LUX EDMUNDI: REFLECTION: MEMORIA OF BLESSED EDMUND: 5th MAY, 2017

Until 1844, the Catholics of Ireland had little if any trust in the Commissioners for Charitable Donations and Bequests. The majority of the actual commissioners were not Catholic and the provisions of the law on charities at the time resulted in Catholics donating and bequeathing less to Catholic charities than they would have done otherwise.

This distrust notwithstanding, Catholics, lay and cleric, did leave money and/or property for Catholic objects and depended on their respective executors to ensure the Commissioners would be given no reason and no opportunity to intervene. Throughout his life, Blessed Edmund was nominated as an executor in wills and many relied on him to deal with any difficulty arising with the Commissioners or, indeed, with any other body or person, relatives of the deceased included. This shows that he was held in exceptionally high regard in his day as a man of affairs. It indicates, too, that, as well as respecting his kind heart, the Catholics of Waterford, priests and people, respected his hard head, and, on foot of that respect, charged him with the oversight of  funds amounting over his lifetime to something of the order of hundreds of thousands of euros in today’s money.
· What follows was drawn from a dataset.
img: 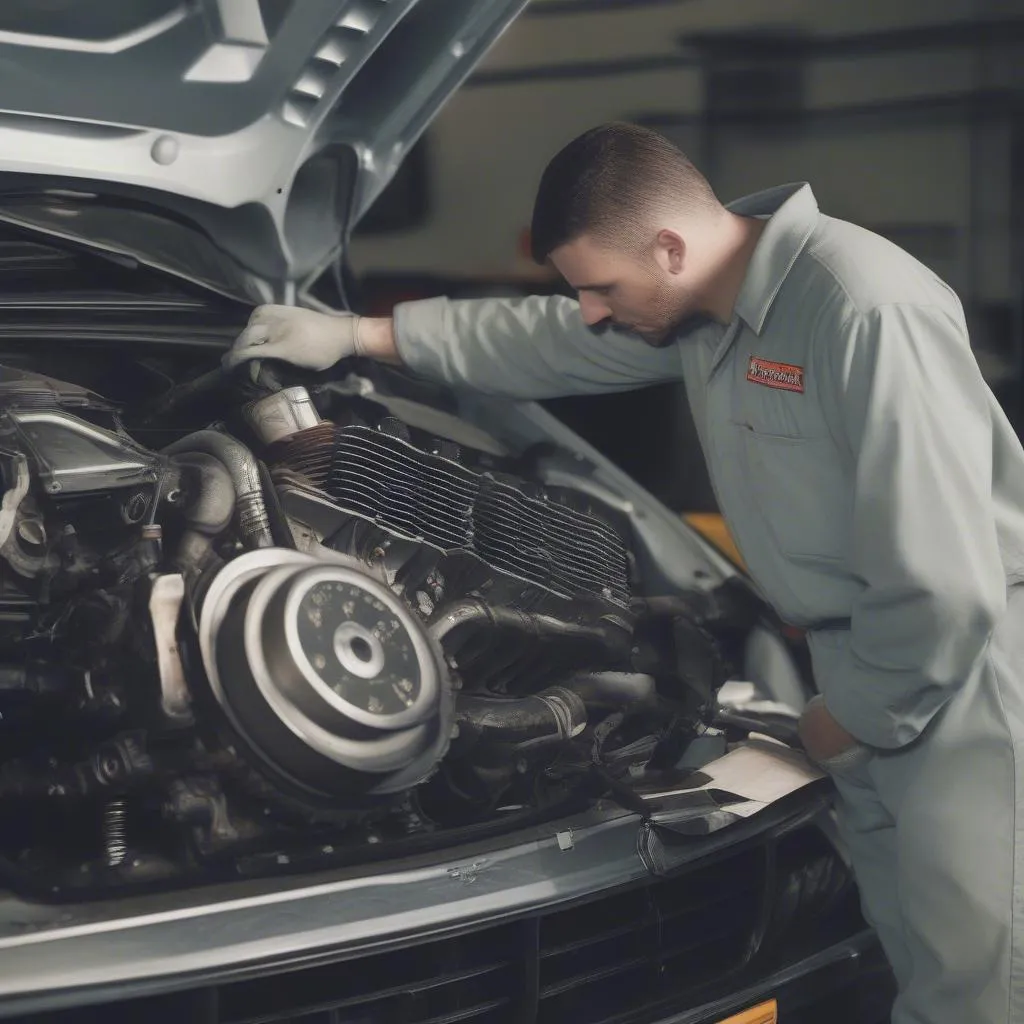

His correspondence for, e.g., 1817, shows that, in discharging his duties in this regard, Blessed Edmund was honest indeed, but was also prudent, shrewd and determinedly effective in ensuring that, on his watch, so to speak, beneficiaries got what was due to them. Not even the prospect of a legal challenge deterred him and he drew on himself  the strong disapproval of some, at least, of his confreres in religion for what they regarded as his excessive involvement in litigation.

For those of us who, in the service of the Catholic school,  are required at times to give as much – if not, indeed, more – attention to administration as to education, there is here a lesson to be learned, an example to be followed, a template to be adopted. Br. Edmund Ignatius Rice was declared Blessed because he was deemed by the Church to have, to a heroic degree, loved God above all for his own sake and his neighbour as himself for the love of God. This he did by living his life as a religious in complete conformity, first, with the Rule of the aboriginal and undivided Society of the Presentation, then, with that of the Society of Religious Brothers, in effect, the Christian Brothers. This he did, also, though, by discharging to the very best of his considerable abilities the responsibilities he had undertaken to ensure Catholic initiatives and institutions, especially those serving the “least”, had the financial wherewithal to survive and, indeed, to thrive. His involvement in administration, and, even, in litigation, was, in fact, another of the means by which he exercised the virtues of justice, of mercy and of charity towards those who suffered corporal and/or spiritual deprivations and afflictions. His tenacity – some might say his pugnacity – his effective deployment of his knowledge and skills as a businessman in his dealings with, e.g., the Commissioners for Charitable Donations and Bequests, his willingness to go to law if he had to, were as much manifestations of his commitment to the poor as were his bakery and his tailors’ shop at Mount Sion.

None of us glories in bureaucracy. However, as in the days of Blessed Edmund, so in ours, if the interests of the marginalised are to be recognised and addrssed, bureaucrats we must be, men and women well-versed in the intricacies of administration, national and international, to the end that ”the least” may have all they are entitled to and, with God’s help, all they need. That was Edmund’s way to holiness and to heaven. With his intercession and after his example, may it be ours too.